In reply to Re: Death of Son, Marriage is probably over, posted by Jai Narayan on December 20, 2004, at 20:04:35

Thank you Jai. I have had anxiety problems for as long as I can remember. I started seeing a new psychiatrist a few years ago and he diagnosed me with BiPolar II. I found this site in searching what BiPolar was. I have done a lot of reading, very little posting.

 

Re: Death of Son, Marriage is probably over

Posted by Lucylooo on December 21, 2004, at 16:25:42

In reply to Death of Son, Marriage is probably over, posted by Dreamer10 on December 19, 2004, at 20:06:58

Hi Peggy

I wanted to say hello and that I am so sorry for your pain, what you are having to deal with. I've been at this website alot this past week, and another devoted to grief over the loss of a sibling. I spent alot of time at AC's site and yours and the others, crying my eyes out. Your love and grief, so beautifully expressed, allowed me to touch my own. Please take great, gentle care of yourself.
L.

 

Re: Death of Son, Marriage is probably over » Dreamer10

Posted by Shar on December 25, 2004, at 21:44:53

In reply to Death of Son, Marriage is probably over, posted by Dreamer10 on December 19, 2004, at 20:06:58

Hi,
I've read the posts here, and can't imagine your grief.

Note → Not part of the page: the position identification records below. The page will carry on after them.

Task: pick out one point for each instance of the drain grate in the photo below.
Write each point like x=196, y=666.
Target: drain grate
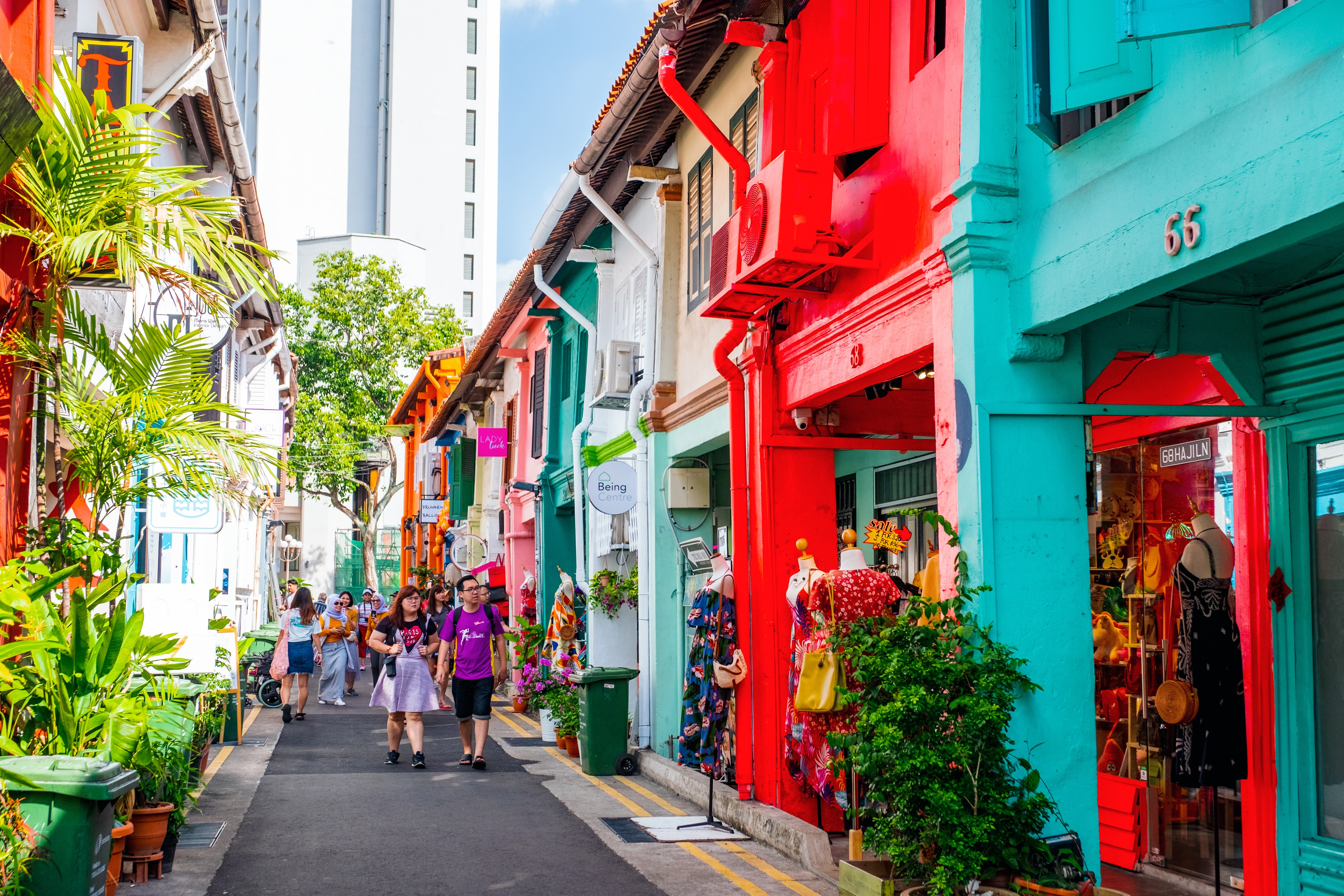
x=200, y=836
x=628, y=831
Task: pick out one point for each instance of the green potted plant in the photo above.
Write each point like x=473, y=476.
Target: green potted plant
x=946, y=797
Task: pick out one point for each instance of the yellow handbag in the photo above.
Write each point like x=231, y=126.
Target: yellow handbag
x=821, y=674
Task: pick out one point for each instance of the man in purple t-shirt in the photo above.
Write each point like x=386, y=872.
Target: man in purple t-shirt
x=472, y=640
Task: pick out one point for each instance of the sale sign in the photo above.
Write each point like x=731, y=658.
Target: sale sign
x=493, y=442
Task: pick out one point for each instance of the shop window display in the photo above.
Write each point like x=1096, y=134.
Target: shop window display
x=1163, y=612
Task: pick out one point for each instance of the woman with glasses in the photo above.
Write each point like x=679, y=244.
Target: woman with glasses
x=405, y=637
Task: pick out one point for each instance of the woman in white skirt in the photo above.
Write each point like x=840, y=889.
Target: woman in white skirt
x=405, y=637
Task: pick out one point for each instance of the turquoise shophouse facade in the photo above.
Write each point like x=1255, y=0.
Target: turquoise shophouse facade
x=1151, y=215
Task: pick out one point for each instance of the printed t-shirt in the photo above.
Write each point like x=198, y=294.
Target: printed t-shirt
x=412, y=633
x=475, y=633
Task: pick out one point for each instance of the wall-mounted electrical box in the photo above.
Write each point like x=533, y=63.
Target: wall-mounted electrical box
x=689, y=487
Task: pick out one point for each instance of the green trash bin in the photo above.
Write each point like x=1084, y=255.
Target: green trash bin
x=604, y=713
x=72, y=817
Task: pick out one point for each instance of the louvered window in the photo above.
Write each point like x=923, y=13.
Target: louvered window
x=745, y=133
x=700, y=226
x=538, y=401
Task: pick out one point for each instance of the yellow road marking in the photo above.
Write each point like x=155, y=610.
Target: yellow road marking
x=601, y=785
x=724, y=870
x=761, y=866
x=212, y=769
x=647, y=795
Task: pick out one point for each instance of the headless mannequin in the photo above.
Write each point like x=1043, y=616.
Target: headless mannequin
x=800, y=584
x=851, y=558
x=721, y=578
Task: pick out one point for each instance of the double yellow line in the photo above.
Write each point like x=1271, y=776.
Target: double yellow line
x=749, y=858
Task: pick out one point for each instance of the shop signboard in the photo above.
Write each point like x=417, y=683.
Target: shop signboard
x=1187, y=453
x=612, y=488
x=431, y=508
x=493, y=441
x=886, y=535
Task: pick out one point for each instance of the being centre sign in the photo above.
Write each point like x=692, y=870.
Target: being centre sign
x=612, y=488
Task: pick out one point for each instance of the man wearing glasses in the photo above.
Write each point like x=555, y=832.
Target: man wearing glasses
x=474, y=644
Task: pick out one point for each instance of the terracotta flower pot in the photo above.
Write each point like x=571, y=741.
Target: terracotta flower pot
x=151, y=829
x=119, y=846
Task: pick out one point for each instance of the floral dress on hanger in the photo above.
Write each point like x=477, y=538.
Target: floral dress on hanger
x=705, y=706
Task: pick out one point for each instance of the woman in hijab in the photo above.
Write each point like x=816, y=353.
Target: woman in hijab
x=335, y=657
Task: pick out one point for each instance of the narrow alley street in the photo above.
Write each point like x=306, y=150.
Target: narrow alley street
x=327, y=817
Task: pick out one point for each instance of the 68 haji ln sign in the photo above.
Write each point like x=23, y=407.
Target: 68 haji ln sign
x=612, y=488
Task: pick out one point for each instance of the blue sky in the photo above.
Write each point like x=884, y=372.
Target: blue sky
x=558, y=62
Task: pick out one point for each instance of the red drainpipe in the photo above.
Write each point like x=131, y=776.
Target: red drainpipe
x=737, y=414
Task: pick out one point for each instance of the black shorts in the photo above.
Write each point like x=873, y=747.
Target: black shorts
x=472, y=698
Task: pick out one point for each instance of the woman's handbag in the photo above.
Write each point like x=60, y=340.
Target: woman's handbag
x=821, y=674
x=280, y=659
x=728, y=676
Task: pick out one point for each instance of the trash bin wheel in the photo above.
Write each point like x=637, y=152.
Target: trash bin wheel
x=269, y=694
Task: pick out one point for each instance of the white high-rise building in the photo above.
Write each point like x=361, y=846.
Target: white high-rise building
x=389, y=109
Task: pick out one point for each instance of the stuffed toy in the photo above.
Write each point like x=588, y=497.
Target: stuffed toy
x=1108, y=639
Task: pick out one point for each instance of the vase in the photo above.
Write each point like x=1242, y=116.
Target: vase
x=170, y=850
x=119, y=846
x=151, y=829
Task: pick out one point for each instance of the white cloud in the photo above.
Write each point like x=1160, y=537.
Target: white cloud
x=505, y=273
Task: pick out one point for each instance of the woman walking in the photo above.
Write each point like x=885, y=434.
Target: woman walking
x=437, y=608
x=335, y=657
x=300, y=632
x=405, y=637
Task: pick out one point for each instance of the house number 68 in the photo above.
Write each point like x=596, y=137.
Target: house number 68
x=1189, y=231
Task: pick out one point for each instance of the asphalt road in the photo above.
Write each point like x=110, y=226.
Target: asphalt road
x=330, y=819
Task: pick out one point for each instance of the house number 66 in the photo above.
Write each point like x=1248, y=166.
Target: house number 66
x=1189, y=231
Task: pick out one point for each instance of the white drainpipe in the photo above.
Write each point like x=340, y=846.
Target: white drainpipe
x=577, y=436
x=642, y=455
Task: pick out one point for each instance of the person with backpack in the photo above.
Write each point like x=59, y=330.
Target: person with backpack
x=472, y=644
x=407, y=637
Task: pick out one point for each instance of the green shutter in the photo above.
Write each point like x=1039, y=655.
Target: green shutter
x=1087, y=63
x=1148, y=19
x=462, y=464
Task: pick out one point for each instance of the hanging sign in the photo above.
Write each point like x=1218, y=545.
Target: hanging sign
x=888, y=535
x=493, y=441
x=612, y=488
x=1187, y=453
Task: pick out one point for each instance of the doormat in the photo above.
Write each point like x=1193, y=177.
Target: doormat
x=200, y=836
x=628, y=831
x=666, y=829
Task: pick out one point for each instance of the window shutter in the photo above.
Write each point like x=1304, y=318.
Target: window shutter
x=1087, y=63
x=463, y=463
x=1148, y=19
x=538, y=401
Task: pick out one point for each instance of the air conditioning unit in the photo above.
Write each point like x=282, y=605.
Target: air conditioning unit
x=779, y=241
x=618, y=373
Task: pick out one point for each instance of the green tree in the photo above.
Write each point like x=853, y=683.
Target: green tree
x=358, y=334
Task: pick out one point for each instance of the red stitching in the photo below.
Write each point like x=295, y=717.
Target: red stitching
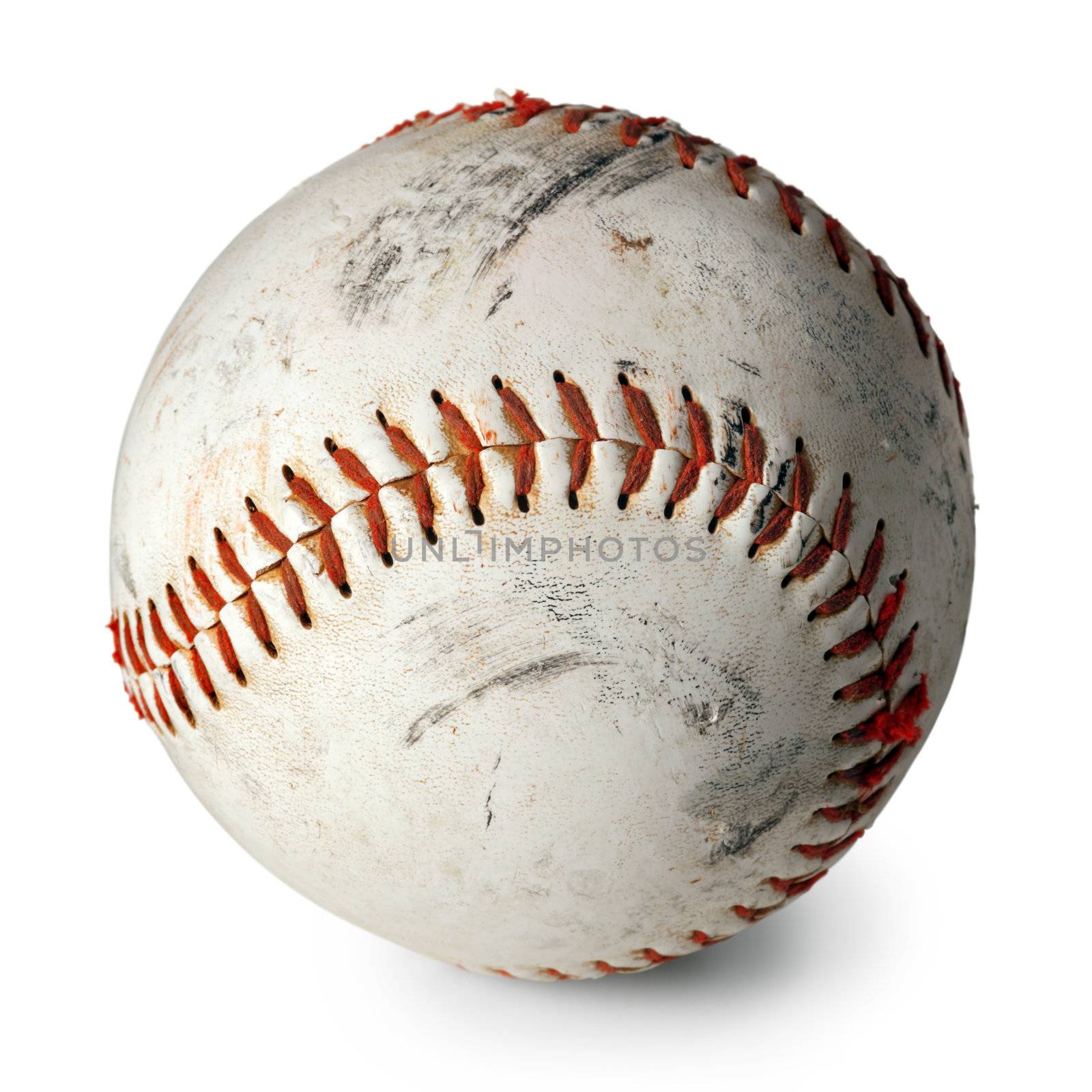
x=631, y=128
x=893, y=729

I would encourage you to feel that when people get pushed away, it is not always a one-way street. Everyone needs to take responsibility for their own behavior. And, I would seriously doubt that your actions (alone) caused the turmoil that is currently occuring in your relationship.

All best wishes,
Shar

 

Re: Death of Son, Marriage is probably over » Dreamer10

Posted by judy1 on December 29, 2004, at 12:58:47

In reply to Death of Son, Marriage is probably over, posted by Dreamer10 on December 19, 2004, at 20:06:58

since I share your illness I understand why you feel guilt, but I hope your therapist is able to help you understand that you had nothing to do with his death. it's the guilt that's pushing you to say your marriage is over, but this is not reality. reality is you have experienced probably the most difficult loss there is- that of your child. but your husband has experienced it also, and the two of you can join together to share the burden of grief. I wish you all the best- judy

 

Re: Death of Son - Update

Posted by Dreamer10 on December 29, 2004, at 13:12:49

In reply to Death of Son, Marriage is probably over, posted by Dreamer10 on December 19, 2004, at 20:06:58

Judy, I feel absolutely NO guilt over my sons death. I am one of the lucky ones, my son died while on a cross country motorcycle trip, the last of many he had taken in his life. He died doing something he loved. I have met many parents that can not say their child died doing something they loved.

My marriage is over. I should have realized that from the time he said he wanted to leave. I am packed and will be moving from SW Ohio, to Western Kentucky on the 17th of January.

Once my husband was totally honest with me, all guilt that I felt, just faded away. I am sad because this was the marriage that could face any battle and come out okay at the end. This time that just wasn't to be the way it was to end.

He is going to pay me spousal support for a year. He is not going to file for the desolution/divorce until I can find a job with benefits. We have worked out a amiacable settlement, and life goes on.

Hugs
Peggy

 

Re: Death of Son - Update » Dreamer10

Posted by judy1 on January 2, 2005, at 13:59:12

In reply to Re: Death of Son - Update, posted by Dreamer10 on December 29, 2004, at 13:12:49

I'm so glad that you and your spouse were able to handle this in such a mature manner (that seems to be so rare). I'm happy for you that you get a clean start and I hope this new chapter of your life brings you much joy.